Fresco recently came out on the iPhone, and Lifewire spoke to Adobe’s Bryan O’Neil Hughes and Kyle Webster via video chat to find out more about the app and about painting on a glass screen. “We believe that the iPad is the best place to do drawing and painting,” said O’Neil Hughes, “but it’s not the device you have with you every minute of the day. That’s the phone.”
Painting With Light
“Painting” on a screen is an odd experience for anyone used to actual oil, acrylic, or watercolor. For a start, there’s no texture or feedback. The canvas doesn’t yield, and scrubbing oil with a stubby, worn hogs-hair brush feels the same as letting watercolor flow from smooth sable. But more importantly, a painting on canvas or paper reflects light, whereas a painting on an iPad emits light. British painter and photographer David Hockney, who is used to exploiting new technology (he has even used a fax machine to create pictures), was an early adopter of virtual paint apps. “It’s a very new medium,” he said in an interview during a 2013 exhibition. “On the iPad I can catch the light very quickly,” he more recently told The Spectator magazine in April, “much faster than watercolor.”
First Run
When you first launch Fresco, a pencil is already selected, so you can just start drawing.
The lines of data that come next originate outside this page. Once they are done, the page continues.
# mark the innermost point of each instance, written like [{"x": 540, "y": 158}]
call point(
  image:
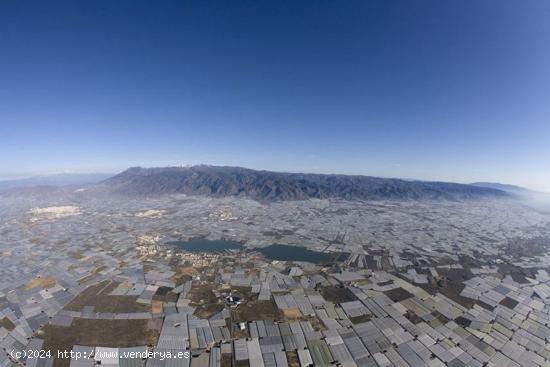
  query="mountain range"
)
[{"x": 266, "y": 186}]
The feel is uncannily fast, and there isn’t much lag between the Apple Pencil and the line on screen. The app uses Apple’s Metal graphics framework, resulting in a latency similar to that of Apple’s own Notes app, which is the champion in this regard. We won’t get deep into features, but there are a few things worth nothing. One is that you can load an endless number of custom brushes, which you can create in Photoshop, then just sync across. You can also open any of your Fresco paintings or Sketches in Photoshop, edit them, then “round-trip” them back to Fresco, with the new Photoshop edits included. If something from one app isn’t compatible with the other, it will be frozen, but still visible, until you switch back. Another is that the app is smart, which helps with its two kinds of brushes: vector brushes and pixel brushes. A pixel brush is what you think it is. It lays down colors onto the virtual canvas, much like all painting apps. A vector brush is different. The app records the size and direction of your stroke, and renders the brush stroke, but it remains “live,” so you can go back at any time and move the stroke, shorten it, enlarge it, or do anything else you’d like. This is how apps like Adobe’s Illustrator work. In Fresco, if you try to paint one kind of brush on top of another, it automatically creates a new layer. And about those brushes…
Paint Engine
Having tried both Fresco and its main rival Procreate, I can say that the brushes in Fresco are impressive. “If you haven’t seen the watercolors in Fresco in action, when you paint, the paint actually moves on the screen,” says Webster, Adobe’s senior design evangelist. “And that real wet media effects as the paint is blending, it stays wet at all times until you decide that it should be dry.” It’s a little odd seeing the paint continue to spread after laying it down, but if you’re used to watercolors then you’ll soon feel at home. You can also create brushes from your own photographs, and paint them onto the screen as textures. “An example that I like to use is trees,” says Webster. “I took a photo of a tree in my front yard and I just photographed the bark. And now I can start painting with it. The tree bark is pressure sensitive. I can resize it up to a thousand pixels, and it’s a full RGB brush.” In the end, painting is about feel. Fresco feels good, but perhaps Procreate feels better to you. The good news is that Fresco is free, so it’s easy to try out. It’s pretty neat having a whole painting kit in your pocket.